A prime example is former Massachusetts governor Mitt Romney who refused to pardon a decorated Iraq War veteran for a crime he had committed as a child. The veteran needed a gun permit in Massachusetts to get a promotion at his security guard job and to pursue a possible career as a police officer. As Gov. Huckabee said during the 2008 primaries, Romney chose to deny a deserving veteran a chance to improve his life just because “he wanted to brag that he never, ever gave out a pardon” when he ran for president.
This preference for bragging rights over justice, however, has broad implications for both individuals and society. It is shocking and shameful that governors will admit to shirking their duties and prejudging all cases before ever examining them to see if an injustice needs to be rectified; it is even more shocking and shameful that we let them get away with it. Unfortunately, this incident will confirm for many politicians that political cowardice is not only the best option, but the one preferred by the public. As Ross says, the Maurice Clemmons case is likely to “cast a long shadow over conservative politics, frightening politicians away from even the most sensible reforms — lest they wake up to a tragedy, and find themselves assigned the blame.”
Fortunately, not all politicians are choosing to put the safety and concerns of the public ahead of their own electoral prospects. As an article in The American Prospect notes, the types of reforms that Ross mentions in his column already being championed in some states:
In the 1980s and 1990s — the “tough on crime” era — incarceration was touted as the simple solution to our crime problem. Today, the United States imprisons 1 percent of its entire population. Including the number of people on probation and parole, one in 31 Americans is under supervision of the criminal-justice system. Mass incarceration has succeeded in reducing crime, but the strategy has diminishing returns. The offense rate of the top 20 percent of offenders is more than 10 times that of the average prisoner — a few very active criminals commit most of the crime. But under the current system, offenders who could be more cheaply deterred or rehabilitated instead incur the most expensive — and, from the perspective of its effect on the community, damaging — form of punishment possible.
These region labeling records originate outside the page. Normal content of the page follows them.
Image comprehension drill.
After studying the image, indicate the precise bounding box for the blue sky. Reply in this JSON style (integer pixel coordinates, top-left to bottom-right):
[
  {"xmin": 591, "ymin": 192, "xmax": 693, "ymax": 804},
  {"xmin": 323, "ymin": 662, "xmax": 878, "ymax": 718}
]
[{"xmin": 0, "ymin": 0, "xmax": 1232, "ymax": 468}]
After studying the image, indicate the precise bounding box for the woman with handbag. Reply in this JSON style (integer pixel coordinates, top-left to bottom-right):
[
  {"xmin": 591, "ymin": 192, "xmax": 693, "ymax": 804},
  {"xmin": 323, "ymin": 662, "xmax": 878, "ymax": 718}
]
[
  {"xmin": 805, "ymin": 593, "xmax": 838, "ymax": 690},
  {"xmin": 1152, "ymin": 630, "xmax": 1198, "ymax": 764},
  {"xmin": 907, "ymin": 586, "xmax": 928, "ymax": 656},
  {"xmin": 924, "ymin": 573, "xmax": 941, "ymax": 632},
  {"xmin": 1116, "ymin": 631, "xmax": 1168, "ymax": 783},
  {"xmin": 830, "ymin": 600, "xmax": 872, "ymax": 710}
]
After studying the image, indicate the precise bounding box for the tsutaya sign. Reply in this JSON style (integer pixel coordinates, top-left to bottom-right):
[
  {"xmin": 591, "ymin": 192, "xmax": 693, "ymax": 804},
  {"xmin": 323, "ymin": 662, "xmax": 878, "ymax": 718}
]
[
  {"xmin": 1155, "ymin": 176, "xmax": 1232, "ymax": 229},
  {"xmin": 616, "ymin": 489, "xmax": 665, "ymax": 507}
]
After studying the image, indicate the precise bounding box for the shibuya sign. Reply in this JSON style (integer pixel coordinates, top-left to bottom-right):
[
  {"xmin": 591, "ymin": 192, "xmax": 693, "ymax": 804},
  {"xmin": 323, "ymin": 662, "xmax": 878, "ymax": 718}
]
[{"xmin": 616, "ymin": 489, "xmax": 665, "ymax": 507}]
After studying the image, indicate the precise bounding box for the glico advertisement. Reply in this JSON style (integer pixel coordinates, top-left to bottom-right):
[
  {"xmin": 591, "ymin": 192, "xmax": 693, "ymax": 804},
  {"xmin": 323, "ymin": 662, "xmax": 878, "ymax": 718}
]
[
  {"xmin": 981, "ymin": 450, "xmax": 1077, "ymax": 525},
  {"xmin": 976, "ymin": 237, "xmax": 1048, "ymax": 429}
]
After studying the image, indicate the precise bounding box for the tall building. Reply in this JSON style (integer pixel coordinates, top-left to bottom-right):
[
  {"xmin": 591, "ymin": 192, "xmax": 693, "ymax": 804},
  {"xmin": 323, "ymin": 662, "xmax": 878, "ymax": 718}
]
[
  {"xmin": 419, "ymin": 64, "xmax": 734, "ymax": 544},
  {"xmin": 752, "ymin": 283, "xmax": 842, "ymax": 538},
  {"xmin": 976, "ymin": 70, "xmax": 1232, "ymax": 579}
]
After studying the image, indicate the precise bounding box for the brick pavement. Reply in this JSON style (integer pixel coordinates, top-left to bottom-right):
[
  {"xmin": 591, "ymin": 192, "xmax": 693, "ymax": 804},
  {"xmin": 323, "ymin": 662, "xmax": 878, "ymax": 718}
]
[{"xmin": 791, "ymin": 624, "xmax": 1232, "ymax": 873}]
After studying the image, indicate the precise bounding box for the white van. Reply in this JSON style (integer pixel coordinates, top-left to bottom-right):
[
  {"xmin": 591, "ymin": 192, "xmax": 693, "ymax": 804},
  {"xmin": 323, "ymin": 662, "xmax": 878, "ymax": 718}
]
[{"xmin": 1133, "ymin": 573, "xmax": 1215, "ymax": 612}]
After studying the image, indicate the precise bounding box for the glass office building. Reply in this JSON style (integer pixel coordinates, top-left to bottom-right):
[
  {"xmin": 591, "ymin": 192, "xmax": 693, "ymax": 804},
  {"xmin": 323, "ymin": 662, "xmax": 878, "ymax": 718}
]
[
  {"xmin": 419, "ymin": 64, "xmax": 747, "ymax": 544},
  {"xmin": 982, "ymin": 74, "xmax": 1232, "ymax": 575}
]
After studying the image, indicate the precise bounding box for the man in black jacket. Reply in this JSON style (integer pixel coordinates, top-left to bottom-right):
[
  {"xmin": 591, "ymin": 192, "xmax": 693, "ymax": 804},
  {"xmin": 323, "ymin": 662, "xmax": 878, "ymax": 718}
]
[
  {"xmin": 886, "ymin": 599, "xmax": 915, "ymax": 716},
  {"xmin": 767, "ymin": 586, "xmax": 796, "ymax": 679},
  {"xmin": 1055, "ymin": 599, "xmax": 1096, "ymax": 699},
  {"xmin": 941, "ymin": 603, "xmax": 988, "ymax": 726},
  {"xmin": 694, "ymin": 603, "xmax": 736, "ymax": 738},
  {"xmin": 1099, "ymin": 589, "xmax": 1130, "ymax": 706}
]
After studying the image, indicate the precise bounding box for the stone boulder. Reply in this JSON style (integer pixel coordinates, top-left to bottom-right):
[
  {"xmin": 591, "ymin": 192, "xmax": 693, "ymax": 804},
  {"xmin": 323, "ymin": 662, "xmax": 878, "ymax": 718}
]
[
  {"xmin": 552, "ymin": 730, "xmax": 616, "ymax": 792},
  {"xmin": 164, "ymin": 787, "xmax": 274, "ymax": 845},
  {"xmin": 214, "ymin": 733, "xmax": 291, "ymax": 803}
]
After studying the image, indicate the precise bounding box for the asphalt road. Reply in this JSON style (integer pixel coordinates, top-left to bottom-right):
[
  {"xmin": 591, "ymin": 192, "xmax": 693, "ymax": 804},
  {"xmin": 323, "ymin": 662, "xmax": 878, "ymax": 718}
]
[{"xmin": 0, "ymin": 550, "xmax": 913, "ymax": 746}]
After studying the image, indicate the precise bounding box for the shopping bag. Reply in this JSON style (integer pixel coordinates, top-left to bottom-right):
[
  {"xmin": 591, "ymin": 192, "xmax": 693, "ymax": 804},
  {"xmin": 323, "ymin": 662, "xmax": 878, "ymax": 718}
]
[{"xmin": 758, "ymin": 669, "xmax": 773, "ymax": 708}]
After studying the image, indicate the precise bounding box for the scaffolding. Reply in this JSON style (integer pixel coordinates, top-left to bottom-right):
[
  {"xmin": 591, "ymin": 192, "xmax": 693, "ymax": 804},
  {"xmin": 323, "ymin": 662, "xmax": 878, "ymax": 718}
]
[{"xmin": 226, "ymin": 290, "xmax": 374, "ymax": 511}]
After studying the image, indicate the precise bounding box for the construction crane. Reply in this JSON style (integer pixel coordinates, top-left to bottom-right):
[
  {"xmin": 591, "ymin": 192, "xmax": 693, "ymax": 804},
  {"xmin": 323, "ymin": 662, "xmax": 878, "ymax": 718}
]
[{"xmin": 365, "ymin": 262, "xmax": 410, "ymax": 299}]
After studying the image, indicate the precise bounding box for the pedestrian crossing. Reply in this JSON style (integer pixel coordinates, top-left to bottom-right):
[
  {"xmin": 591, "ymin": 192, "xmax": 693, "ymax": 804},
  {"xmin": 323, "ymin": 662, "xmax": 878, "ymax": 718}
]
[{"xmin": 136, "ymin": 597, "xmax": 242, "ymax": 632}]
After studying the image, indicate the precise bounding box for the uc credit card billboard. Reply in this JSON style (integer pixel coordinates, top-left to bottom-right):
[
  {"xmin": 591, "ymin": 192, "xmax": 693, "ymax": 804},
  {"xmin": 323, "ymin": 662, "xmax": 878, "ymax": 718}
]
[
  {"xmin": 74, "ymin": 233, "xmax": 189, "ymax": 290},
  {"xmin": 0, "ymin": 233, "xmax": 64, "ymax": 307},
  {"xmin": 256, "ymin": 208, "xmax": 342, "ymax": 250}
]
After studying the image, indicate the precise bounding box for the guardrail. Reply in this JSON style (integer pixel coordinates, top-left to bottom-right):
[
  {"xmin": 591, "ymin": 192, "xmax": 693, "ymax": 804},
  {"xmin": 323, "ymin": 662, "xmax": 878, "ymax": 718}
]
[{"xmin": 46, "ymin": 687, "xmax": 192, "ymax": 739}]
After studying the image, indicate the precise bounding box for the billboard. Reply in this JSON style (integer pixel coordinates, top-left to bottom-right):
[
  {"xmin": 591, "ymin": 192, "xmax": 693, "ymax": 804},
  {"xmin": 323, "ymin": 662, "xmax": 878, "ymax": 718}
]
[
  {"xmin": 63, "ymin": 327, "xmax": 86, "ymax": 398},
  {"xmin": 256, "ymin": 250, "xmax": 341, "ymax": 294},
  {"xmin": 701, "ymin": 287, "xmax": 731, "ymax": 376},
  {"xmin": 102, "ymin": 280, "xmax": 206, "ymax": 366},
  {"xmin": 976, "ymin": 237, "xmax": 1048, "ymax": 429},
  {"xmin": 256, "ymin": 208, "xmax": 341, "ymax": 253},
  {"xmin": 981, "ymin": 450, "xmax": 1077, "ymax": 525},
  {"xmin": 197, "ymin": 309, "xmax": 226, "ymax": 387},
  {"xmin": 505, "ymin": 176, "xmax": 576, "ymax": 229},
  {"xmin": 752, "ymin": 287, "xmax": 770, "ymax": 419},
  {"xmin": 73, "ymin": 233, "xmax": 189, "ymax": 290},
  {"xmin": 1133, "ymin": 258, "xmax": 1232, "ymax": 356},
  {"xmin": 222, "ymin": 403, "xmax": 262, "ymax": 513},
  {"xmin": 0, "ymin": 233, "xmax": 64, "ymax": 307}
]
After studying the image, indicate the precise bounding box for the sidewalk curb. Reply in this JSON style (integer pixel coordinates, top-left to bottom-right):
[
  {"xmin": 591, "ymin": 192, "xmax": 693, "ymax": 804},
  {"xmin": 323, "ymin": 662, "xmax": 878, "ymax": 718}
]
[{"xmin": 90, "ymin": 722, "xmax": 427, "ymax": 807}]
This is why, even as the number of incarcerated people has increased exponentially, crime hasn’t decreased at the same rate.
Fueled by the damage mass incarceration has done to state budgets, a new “smart on crime” movement has emerged to seek new ways of reducing the number of people in the system.
These are the types of reforms that should be led by conservatives. Yet instead we settle for empty sympolic gestures (e.g., executing criminals) that give the impression we are “tough on crime” while ceding real crime-reduction policy solutions to the liberals. No wonder we have presidential candidates choosing injustice when we’ve signaled that we prefer a charicature of “law and order” to the real thing.